By now I cannot stop pushing, and the feeling is nearly every minute.

‘Erm, my wife is lifting her bum off the seat, and pushing, should she be doing that?’

The receptionist gets on the phone ‘We’ve got a pusher!!’

 

Suddenly, a midwife rushes in to get me, says I must get off the wheelchair and run to the bed. She checks me (and sorry TMI but I'm only giving honesty, her hand disappears up there)… 'You’re 10cm, you are not putting your trousers back on, we’re going to wrap a towel around your waist and toga it to that delivery room and once you see the bed, you get on it and.. you push!!’

 

‘Can I have an epidural now please? I feel like I really need it.’ I naively ask.

‘Darling, there’s no time, your baby’s head is about to come out’

‘Right’ I scream ‘Well I’d like to give birth in the pool, I really need some hot water to lie in’ dreaming of the hot bath i’d left at home

‘It takes 45 minutes to run the pools, theres no time, you don’t understand, your baby is about to be born’

I get on the bed, suck the life out of the gas and air tube, and 15 minutes later, my baby boy Rafie was born. It was the craziest, most dramatic little entrance for our boy but I would now expect no different for his entrance into this world and it all sums him up perfectly.

 

3 years and 3 months later the day comes for me to give birth to my second and although the birth of my son was not the emergency c-sec trauma that many do experience, I was still nervous as i’d heard the second is faster, and i feel like i didn’t need faster, i just needed to be better prepared and listen to my body more.

This time my waters didn’t break first but my contractions started early hours of the 29th Jan. We called the hospital, and they told me to ‘run a nice hot bath’.. well you can understand our reaction to that.. not a chance was i getting in  a bath at home!

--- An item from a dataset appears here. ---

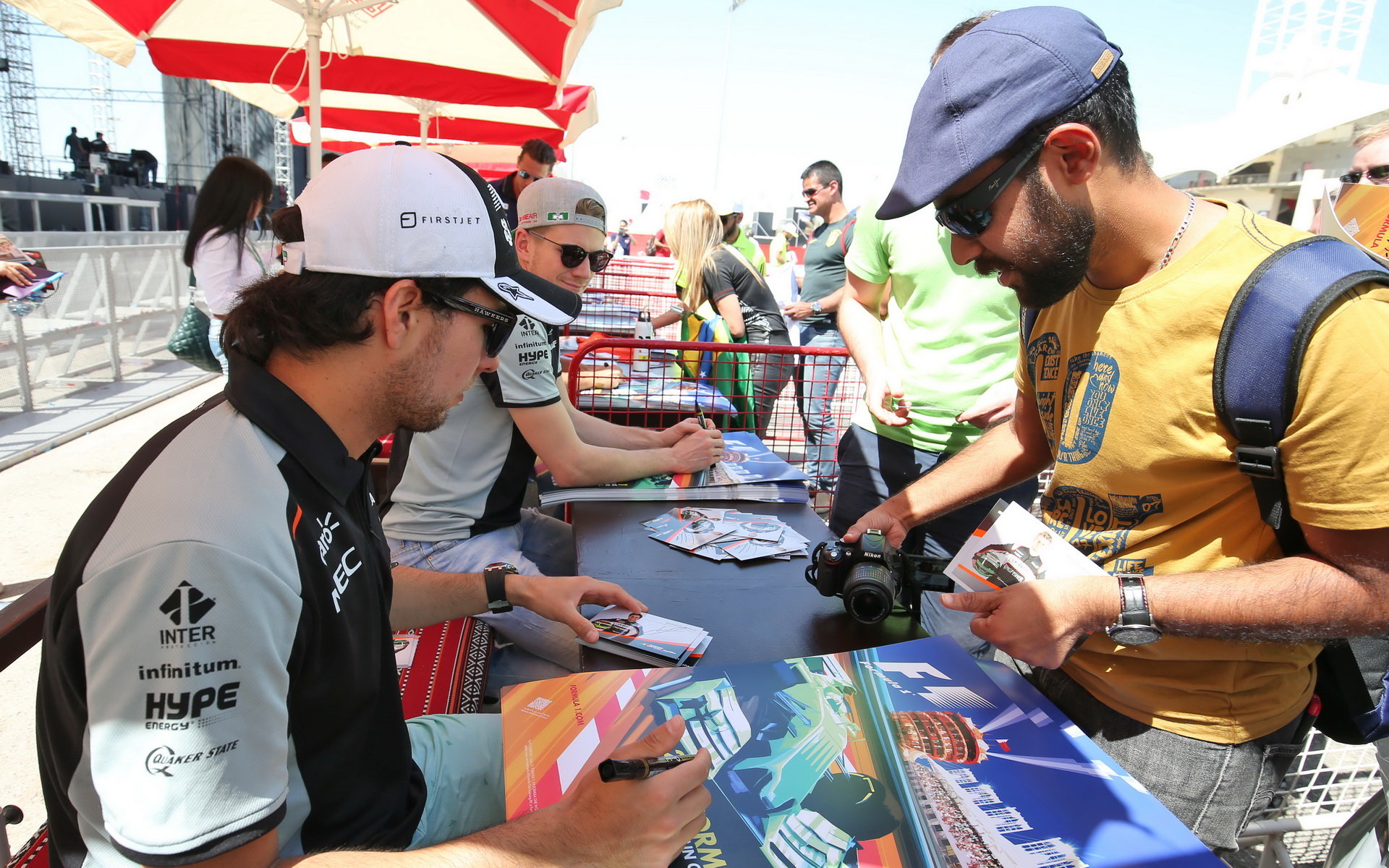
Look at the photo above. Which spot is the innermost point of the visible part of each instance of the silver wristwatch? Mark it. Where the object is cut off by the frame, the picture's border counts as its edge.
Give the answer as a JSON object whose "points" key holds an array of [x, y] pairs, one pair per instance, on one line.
{"points": [[1135, 625]]}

We headed to the hospital at 4.45am. Walking into the most serene room, with fairy lights, music, lavender mist, and a huge birthing pool already full. It honestly did look like Champneys. I got into my bikini after being told i was 2cm dilated. When I was told I was only that amount dilated I was prepared for things to take at least a few hours to reach 10cm. However, as soon as I got into my bikini, I had some fresh blood. The midwife said this was nothing to worry about and it just meant I was dilating quickly (because your cervix is full of blood vessels it can bleed easily when dilation occurs) 

Into the pool I slid, and when I say this there is no exaggeration, 3 pushes later and not a stitch in sight (probably shouldn’t be proud of that!!) my 9lb surprise baby girl came into the world… on my grandmothers birthday.. The most perfect birth.

I am so grateful for my experiences, and I just wanted to share my stories because if you’re reading this you may have been searching for positive birth stories on the internet and due a baby soon. If I can recommend one book to read (I read this whilst pregnant with my second child) it’s hypno birthing: Practical ways to make your birth better. Good luck!